Potosi is said to be the highest city in the world at 4070 m  and was once the richest in South America because of the huge silver deposits in the surrounding mountains, as much as anywhere else in the world put together. Underwriting the Spanish economy for something like two centuries. There was the opportunity to go to see the mines, which are now just individuals and small groups extracting the last few remains of the treasure. However my sensitivities to claustrophobia made it something to miss unfortunately. All this wealth did not come without human cost as millions of imported slaves and indigenous people lost their lives over the centuries.
The Potosi money making machines at the Casa Real de la Moneda...excellent museum

The exhausted mountain

This dipiction of mules powering the silver rolling machines. 12 hour days they did...dead after 3 months..
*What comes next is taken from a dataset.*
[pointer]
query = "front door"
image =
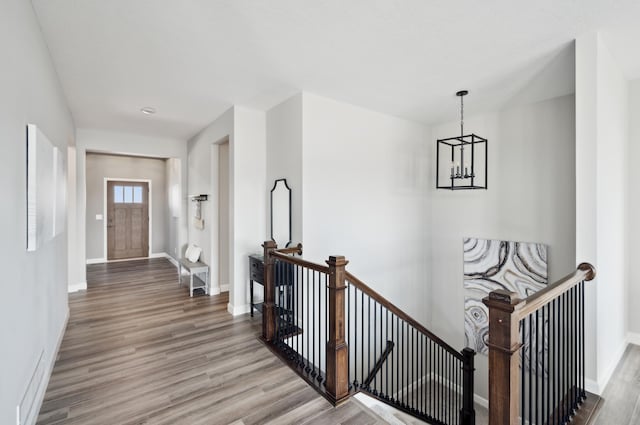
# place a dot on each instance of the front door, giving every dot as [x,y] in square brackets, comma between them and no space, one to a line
[127,219]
For the last two days it has been raining non-stop. I am in a town called Uyuni. A rather indifferent town to be in. However it is the place to come to to see the Salar de Uyuni. World's largest salt flat. In fact such is its scale and flatness, with only a metre difference in height over the 12,000 km² area, that satellites use it to calibrate their altitude rather than the ocean.
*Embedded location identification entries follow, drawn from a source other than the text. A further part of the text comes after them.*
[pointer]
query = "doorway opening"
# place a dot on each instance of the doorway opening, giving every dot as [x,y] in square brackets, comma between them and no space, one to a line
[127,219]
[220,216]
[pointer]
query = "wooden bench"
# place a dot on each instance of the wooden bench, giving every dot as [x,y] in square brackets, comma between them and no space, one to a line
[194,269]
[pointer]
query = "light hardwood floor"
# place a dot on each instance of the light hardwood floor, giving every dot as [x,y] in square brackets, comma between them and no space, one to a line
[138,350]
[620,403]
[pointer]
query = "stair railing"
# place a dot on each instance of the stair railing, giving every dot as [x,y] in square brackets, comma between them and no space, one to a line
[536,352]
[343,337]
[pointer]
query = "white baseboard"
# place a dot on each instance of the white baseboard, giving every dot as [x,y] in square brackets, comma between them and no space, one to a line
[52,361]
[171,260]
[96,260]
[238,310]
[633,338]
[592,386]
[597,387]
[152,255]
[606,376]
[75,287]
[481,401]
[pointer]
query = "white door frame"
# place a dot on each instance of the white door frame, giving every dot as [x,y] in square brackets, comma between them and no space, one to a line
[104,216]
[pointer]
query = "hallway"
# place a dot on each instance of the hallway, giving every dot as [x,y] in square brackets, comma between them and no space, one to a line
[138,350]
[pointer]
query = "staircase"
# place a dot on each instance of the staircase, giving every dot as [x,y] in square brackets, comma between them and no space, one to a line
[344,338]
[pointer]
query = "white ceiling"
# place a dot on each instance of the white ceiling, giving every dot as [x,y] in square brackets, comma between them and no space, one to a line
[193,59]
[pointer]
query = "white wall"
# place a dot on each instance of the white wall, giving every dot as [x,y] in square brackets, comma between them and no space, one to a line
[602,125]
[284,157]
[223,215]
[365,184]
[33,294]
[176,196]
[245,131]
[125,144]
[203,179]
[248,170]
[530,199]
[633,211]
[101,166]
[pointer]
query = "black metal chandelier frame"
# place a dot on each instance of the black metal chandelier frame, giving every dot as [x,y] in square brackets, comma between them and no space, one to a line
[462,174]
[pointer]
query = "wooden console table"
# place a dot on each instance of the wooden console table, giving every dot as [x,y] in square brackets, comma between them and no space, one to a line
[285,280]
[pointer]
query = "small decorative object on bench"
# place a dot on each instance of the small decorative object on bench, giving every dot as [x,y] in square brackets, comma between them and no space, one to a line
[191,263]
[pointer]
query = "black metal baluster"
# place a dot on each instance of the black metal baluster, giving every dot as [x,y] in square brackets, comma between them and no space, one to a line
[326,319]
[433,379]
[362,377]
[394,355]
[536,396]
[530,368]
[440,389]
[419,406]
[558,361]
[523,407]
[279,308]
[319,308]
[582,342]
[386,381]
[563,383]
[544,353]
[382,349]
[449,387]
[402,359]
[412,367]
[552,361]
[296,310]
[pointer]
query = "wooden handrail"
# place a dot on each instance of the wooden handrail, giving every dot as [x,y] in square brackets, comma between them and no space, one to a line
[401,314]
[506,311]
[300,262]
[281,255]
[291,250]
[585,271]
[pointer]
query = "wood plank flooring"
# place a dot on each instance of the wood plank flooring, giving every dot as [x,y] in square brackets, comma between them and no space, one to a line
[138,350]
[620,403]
Locomotive grave yard...all British made, and powered the transport from all the mines to Chile

Obligatory mucking about on the Salar de Uyuni

A sort of 'South Pole' feeling in the middle...no Union Jack or Stars & Strips

My Korean friends for about 4 hours
Because of the rain it was advised that one should not use the bike and take one of the many Jeep Tours. I booked a two day one only to be told when I got there that it had been overbooked and I could either do a one day or a three-day tour. Somewhat annoying, but the one-day trip was all I had time for. It was enough to see the scale of the flats, but only hinted at some of the wonders of the place.

It has been interesting meeting Bolivians. Whilst some are friendly in the way you find most people around the world, there have been a lot who just refuse to smile or engage at all, even when selling you something. It is difficult not to feel unwanted and confused by this charmless manner. Juan and George were particularly sensitive to this, coming from friendly Columbia, and they could not wait to leave. I think shyness is a lot to do with it...coupled with some very apparent poverty that cannot help the 'happy stakes'.

Tomorrow I head on to Argentina. I had hoped to go to San Pedro De Atacama in Chile from here, but the roads are apparently too perilous. I think it means missing out some of the Atacama Desert, which will be a sacrifice, but the alternative is several days diversion which will only mean sacrifices elsewhere. I am still in deliberation about this and my next blog will tell you how I concluded.